The Metropolitan Transportation Agency (MTA) is shortchanging Long Island Bus riders and both Nassau and the MTA are underfunding the bus system, according to a study released by Nassau County Comptroller George Maragos late Wednesday morning.
"What we have found," Maragos said, is the "MTA is underfunding" the Long Island Bus. The MTA currently provides $21.5 million for the Long Island Bus subsidy, which translates into $.69 per rider compared to $1.60 for passengers of a commuter rail such as the Long Island Rail Road.
"The LI Bus customer is treated unfairly," Maragos said. "They need to treat all commuters equally."
Approximately 31 million riders use Long Island Bus annually. Nassau is also underfunding the Long Island Bus by $8 million, according to Maragos, when compared to subsidies provided by Westchester County.
The Long Island Bus is at the center of a heated debate between Nassau County and the MTA over subsidy payments to help keep the system afloat. The MTA has said that it would implement severe service cutbacks as of Jan. 1, 2011 unless Nassau County substantially increases its contribution amount to the system from $9.1 million to $36.1 million.
"It's going to be devastating to the local community if the service is reduced," Maragos said.
Nassau County Executive Ed Mangano has stated that he is exploring options to privatize Long Island Bus, due to the county's own fiscal crisis. Maragos stated that privatizing the bus system "would cost (Nassau) more" in the long run, between $17 and $19 million annually.
Maragos' office estimates that the contribution would increase to $17.2 million from Nassau County if the bus system was privatized, and "privatization risks losing state and federal subsidies," he said. Currently, no privatized public transportation system exists that does not receive subsidies. State and local subsidies are derived from the New York Sate Mass Transportation Operating Assistance (STOA) and the Nassau County subsidy. The STOA portion of the subsidies made up $8.6 million in 2010, but would fall to $3.3 million in 2011.
The MTA has offered the county the option of gradual step increases in order to raise Nassau's contribution over time, indicating that with an $800 million budget gap, it can no longer afford to pay for the increasing costs at LI Bus.
Maragos encouraged both parties to continue negotiating, hoping that his report would see a "thaw" in the "extreme" positions both sides are taking. It is the comptroller's recommendation that the MTA explore cost-saving measures by reducing Long Island bus operating expenses by 4 percent so that no increase in subsidies from either the MTA or Nassau County would be necessary.
"Four percent should not impact any cutback in service," Maragos said. "The solution is so simple."

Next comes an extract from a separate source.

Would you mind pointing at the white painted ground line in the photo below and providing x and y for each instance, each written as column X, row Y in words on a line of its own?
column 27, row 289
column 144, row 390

Three options were arrived at in the study by the comptroller's office: stay with the current MTA operation; privatize using "peer county models" such as Rochester, Niagara, Westchester and Suffolk; or select one of the bidders in the initiative undertaken by the Mangano administration.
Should there be any increase, it is the comptroller's recommendation that the subsidies be increased proportionally on both sides. In a statement, Maragos did take the position that if the county is "forced to contribute the full subsidy demanded by the MTA," then his office would recommend privatization.